Keys to avoiding home rental scams - hhs
https://www.consumer.ftc.gov/blog/2019/06/keys-avoiding-home-rental-scams
======
gnarlysasquatch
Some areas to improve upon:

1) Signs at the rental property are forgeable, esp. for single-family homes.
Don't trust them.

2) A good price might be a sign of a scam... or just the compromise you're
looking for. (I currently rent at nearly 50% under market in exchange for
taking care of maintenance/upkeep myself on an older property -- a deal I'm
more than happy to accept, but admittedly not for everyone.)

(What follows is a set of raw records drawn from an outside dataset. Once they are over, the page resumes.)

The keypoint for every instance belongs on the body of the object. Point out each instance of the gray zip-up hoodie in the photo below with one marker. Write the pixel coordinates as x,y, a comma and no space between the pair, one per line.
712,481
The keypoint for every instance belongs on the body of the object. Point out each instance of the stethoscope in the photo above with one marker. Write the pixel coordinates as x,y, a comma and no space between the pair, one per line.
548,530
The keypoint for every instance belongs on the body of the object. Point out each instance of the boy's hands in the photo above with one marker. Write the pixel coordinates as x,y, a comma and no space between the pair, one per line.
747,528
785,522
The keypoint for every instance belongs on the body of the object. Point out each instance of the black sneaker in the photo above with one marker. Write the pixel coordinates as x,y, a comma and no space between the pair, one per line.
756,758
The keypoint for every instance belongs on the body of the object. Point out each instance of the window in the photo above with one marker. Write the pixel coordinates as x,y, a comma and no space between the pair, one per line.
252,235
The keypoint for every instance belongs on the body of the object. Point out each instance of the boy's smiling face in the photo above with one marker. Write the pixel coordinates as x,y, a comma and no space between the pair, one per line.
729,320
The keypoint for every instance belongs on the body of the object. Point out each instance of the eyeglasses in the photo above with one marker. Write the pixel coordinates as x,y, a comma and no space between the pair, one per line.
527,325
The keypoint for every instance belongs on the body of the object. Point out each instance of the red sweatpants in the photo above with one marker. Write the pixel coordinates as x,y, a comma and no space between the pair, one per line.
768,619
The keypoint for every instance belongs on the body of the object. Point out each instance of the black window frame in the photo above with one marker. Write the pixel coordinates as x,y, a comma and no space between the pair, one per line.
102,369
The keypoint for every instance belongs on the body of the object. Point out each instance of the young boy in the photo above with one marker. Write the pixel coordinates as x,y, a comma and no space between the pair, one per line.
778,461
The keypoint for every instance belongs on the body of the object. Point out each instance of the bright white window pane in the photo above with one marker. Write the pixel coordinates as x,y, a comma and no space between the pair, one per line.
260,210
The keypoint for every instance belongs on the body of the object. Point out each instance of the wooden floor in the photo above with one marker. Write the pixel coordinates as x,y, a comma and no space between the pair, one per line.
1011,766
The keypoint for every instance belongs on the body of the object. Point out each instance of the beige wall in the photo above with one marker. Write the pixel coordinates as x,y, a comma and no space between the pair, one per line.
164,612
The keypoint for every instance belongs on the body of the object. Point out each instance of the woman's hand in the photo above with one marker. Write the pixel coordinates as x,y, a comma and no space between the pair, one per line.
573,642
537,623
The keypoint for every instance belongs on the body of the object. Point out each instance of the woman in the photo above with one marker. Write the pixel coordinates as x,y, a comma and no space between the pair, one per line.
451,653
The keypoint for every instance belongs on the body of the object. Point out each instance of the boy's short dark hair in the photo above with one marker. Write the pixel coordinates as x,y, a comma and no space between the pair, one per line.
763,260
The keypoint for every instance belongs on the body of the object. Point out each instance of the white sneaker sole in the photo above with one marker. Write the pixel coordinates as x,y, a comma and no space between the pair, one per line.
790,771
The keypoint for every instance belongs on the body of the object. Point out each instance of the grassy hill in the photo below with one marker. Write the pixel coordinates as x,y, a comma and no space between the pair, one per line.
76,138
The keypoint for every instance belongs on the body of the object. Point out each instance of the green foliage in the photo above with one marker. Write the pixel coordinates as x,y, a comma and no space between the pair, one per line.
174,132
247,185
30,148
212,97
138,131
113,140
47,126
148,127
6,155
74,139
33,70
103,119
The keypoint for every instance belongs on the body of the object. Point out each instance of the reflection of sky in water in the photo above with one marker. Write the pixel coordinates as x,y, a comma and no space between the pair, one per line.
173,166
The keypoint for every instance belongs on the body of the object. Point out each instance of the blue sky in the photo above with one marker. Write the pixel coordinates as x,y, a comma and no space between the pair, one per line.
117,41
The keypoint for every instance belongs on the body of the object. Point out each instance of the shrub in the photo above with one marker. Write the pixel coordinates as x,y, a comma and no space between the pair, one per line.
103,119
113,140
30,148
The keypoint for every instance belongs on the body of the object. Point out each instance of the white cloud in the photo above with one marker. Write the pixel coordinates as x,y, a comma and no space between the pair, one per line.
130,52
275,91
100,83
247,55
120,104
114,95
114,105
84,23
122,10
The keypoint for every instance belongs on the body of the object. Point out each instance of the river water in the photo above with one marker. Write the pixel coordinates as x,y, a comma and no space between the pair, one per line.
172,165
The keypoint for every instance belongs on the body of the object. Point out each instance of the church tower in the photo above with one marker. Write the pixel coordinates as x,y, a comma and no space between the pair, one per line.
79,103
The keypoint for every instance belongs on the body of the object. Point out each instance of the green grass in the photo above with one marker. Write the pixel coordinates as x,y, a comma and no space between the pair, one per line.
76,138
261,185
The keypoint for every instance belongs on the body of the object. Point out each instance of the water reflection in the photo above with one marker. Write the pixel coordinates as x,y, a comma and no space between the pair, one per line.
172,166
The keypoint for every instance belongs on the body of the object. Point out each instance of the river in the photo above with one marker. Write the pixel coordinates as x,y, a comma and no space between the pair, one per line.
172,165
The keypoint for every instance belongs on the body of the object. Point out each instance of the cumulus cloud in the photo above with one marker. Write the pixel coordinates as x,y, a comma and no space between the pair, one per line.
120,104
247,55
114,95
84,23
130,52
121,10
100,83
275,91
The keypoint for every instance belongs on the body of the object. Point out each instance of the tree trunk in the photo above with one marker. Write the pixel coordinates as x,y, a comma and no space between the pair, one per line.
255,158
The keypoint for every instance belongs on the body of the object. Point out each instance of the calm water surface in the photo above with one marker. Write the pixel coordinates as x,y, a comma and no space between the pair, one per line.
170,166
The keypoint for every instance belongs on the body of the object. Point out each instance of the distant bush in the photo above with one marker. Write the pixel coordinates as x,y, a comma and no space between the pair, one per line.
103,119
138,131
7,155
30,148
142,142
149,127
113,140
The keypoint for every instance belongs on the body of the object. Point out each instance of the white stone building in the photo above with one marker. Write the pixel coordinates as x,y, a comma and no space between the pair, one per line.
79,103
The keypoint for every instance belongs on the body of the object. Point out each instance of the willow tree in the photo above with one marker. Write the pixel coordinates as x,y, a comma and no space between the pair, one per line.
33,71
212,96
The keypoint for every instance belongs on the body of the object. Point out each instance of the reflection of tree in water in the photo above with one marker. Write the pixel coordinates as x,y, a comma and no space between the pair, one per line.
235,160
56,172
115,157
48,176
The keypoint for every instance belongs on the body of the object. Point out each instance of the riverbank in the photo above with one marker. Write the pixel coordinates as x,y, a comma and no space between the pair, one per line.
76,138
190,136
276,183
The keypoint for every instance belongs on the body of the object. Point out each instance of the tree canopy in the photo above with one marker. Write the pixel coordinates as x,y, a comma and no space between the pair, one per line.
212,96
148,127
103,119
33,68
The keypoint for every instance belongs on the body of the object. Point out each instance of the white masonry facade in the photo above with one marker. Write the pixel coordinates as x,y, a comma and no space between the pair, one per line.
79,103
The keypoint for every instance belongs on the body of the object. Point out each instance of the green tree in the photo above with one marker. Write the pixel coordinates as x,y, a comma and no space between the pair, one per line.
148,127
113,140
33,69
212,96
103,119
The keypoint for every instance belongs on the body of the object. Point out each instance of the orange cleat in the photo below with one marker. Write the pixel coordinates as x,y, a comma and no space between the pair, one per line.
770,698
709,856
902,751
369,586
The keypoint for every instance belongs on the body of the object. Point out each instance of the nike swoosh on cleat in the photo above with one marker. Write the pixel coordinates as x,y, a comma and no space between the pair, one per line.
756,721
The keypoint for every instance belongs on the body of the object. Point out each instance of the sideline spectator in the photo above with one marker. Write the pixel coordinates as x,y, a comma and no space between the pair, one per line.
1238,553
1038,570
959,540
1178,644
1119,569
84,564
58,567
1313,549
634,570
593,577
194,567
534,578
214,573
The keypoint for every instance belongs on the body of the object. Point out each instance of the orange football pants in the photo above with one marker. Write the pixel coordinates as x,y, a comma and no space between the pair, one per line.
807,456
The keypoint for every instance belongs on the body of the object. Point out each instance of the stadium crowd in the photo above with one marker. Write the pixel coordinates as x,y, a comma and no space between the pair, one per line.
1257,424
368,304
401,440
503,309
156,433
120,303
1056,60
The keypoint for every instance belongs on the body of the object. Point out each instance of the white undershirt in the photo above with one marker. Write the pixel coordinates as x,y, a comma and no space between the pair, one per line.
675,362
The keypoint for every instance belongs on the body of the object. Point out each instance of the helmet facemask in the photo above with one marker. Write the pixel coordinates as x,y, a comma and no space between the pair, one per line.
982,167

3) Often government records are publicly available (although in California you
have to go look them up on public access terminals in person; privacy laws
prevent full disclosure online). Since many scams involve unaffiliated people
representing themselves as the landlord and trying to collect background check
fees, security deposits, etc., it's wise to find out who the property owner of
record is with the gov't, and confirm that the person you're talking to is
either that owner, or an authorized representative of the owner. If the owner
is a company, you want to be able to corroborate through gov't info who's
authorized to enter contracts on behalf of the company. And then don't be
ashamed to ask the representative for photo ID. If they're legit, they'll
respect that you're authenticating them; if they're not, they probably get
upset or try to convince you it's not necessary, and you can walk away happy
knowing you just avoided a scam.

------
bowlich
I've almost never done a house rental through an agent. Seems to me like
almost the entire market that I've seen has been for rent directly by an
owner.

------
hsksbr
I love that the FTC uses the word "legit". So legit.